For specific VPC/on‑prem pricing and infra requirements (CPU/GPU footprint, storage, redundancy), you’ll typically define them in a joint architecture review.


Frequently Asked Questions

Does Galileo require any data to leave my VPC or data center in a VPC/on‑prem deployment?

Short Answer: No—Galileo can be deployed so that no production payloads leave your environment.

Details:
In a VPC or on‑prem deployment, all ingestion, storage, evaluation, and guardrail enforcement can happen inside your private network. You control:

  • Where databases live
  • Where Luna‑2 inference runs
  • Which, if any, external endpoints are reachable (e.g., SSO, alerting webhooks)

If your policy is “absolutely no external data egress,” Galileo can operate entirely within that constraint.

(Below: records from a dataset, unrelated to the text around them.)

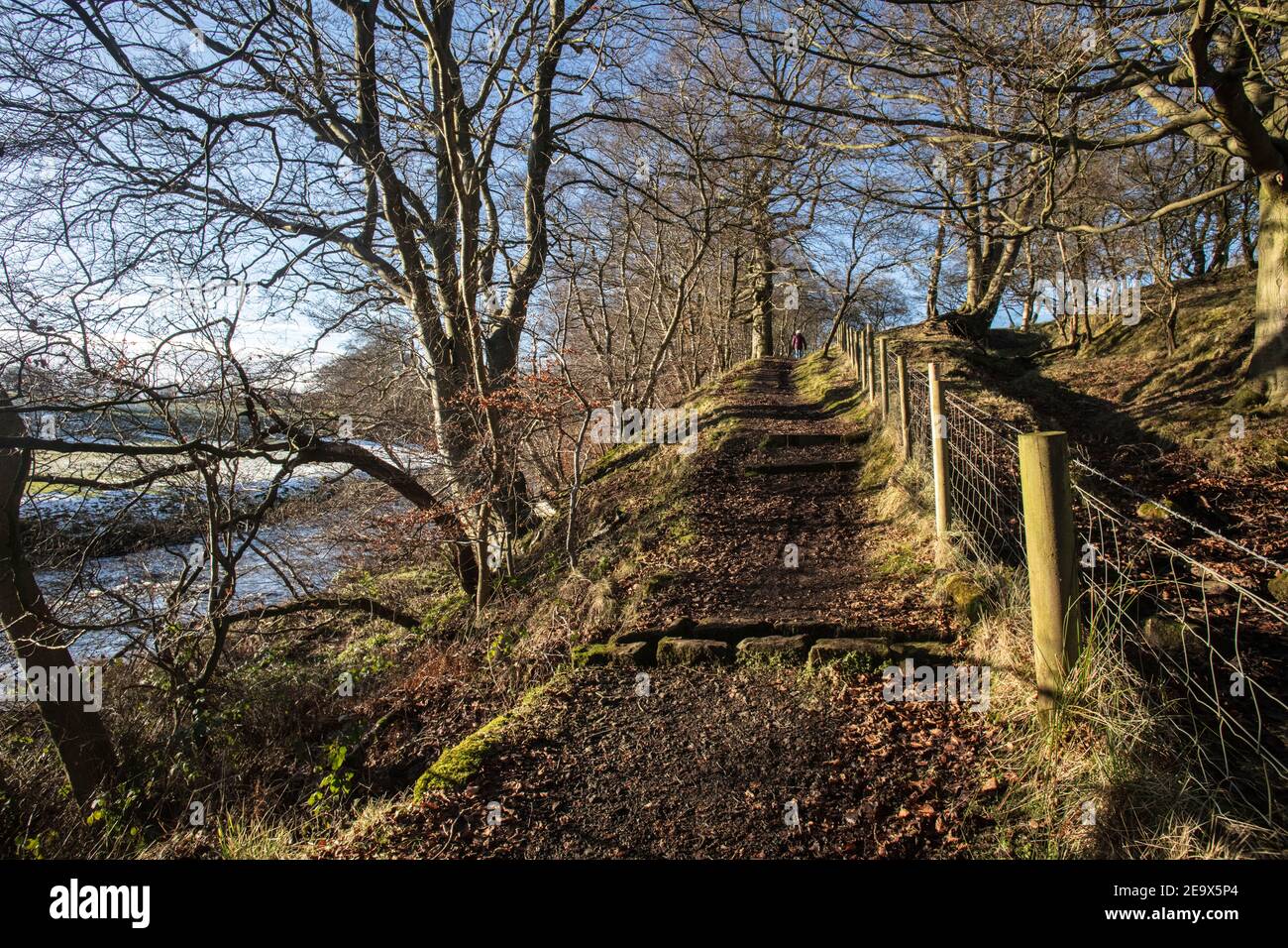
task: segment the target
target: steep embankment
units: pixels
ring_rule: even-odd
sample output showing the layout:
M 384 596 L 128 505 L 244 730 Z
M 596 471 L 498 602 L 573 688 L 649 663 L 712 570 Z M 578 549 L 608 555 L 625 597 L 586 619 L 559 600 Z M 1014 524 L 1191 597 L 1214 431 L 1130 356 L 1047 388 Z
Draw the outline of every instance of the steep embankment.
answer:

Optional integrations (Slack alerts, external IdPs, etc.) can be disabled or routed through your existing secure proxies.


How does Galileo’s VPC/on‑prem support compare to relying on a pure SaaS evaluator or log-search tool?

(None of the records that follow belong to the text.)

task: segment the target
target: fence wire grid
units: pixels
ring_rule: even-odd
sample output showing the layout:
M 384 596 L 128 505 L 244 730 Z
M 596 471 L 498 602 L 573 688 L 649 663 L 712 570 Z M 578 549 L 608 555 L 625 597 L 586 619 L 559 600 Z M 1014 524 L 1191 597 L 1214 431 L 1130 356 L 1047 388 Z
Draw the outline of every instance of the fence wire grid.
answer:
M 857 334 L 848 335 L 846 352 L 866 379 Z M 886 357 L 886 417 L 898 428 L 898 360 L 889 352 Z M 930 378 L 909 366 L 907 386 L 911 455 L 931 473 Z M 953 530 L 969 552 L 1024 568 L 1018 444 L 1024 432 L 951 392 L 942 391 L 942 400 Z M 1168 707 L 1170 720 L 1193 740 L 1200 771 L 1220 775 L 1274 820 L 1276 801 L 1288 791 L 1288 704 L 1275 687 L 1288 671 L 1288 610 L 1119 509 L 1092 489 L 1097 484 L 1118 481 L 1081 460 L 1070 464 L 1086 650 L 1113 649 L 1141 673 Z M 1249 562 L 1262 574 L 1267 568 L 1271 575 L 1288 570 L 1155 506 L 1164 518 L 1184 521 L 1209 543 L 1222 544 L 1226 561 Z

Short Answer: Galileo gives you production-grade evaluation and guardrails inside your network; pure SaaS evaluators and log tools usually require sending data out and are rarely suitable as always-on in-line protection.

Details:
Pure SaaS tools typically:

  • Require sending logs and requests to their cloud.
  • Rely on heavyweight LLMs for evaluation, making them too slow/expensive to run on 100% of live traffic.
  • Focus on search/analytics (“chat with your logs”) rather than always-on detection and interception.

By contrast, Galileo:

  • Distills evaluators into Luna‑2 so you can run evals at low latency and cost in your own infra.
  • Operates on sessions → traces → spans, with explicit modeling of tool actions and multi-step agents.
  • Converts evals into guardrail policies that can block, redact, override, or escalate in real time—turning offline tests into production governance.

If you can’t run your best evaluators continuously in production, you don’t have reliability—you have a demo. Galileo’s VPC/on‑prem deployment is designed specifically to avoid that trap.


Summary

If your priority is VPC or on‑prem deployment with full control over network boundaries and data flow, Galileo is designed to meet that bar. It lets you:

  • Run evaluation, observability, and guardrails entirely inside your own infrastructure.
  • Use Luna‑2 to evaluate 100% of traffic at sub‑200ms latency and 97% lower monitoring cost.
  • Turn offline evals into production guardrails that actively block hallucinations, prompt injection, PII leaks, and wrong tool actions—without sending sensitive data to a third-party cloud.

Openlayer provides useful evaluation and monitoring capabilities, but if you need a comprehensive eval-to-guardrail stack that can live fully inside your VPC or data center, Galileo offers a more complete and operationally mature answer.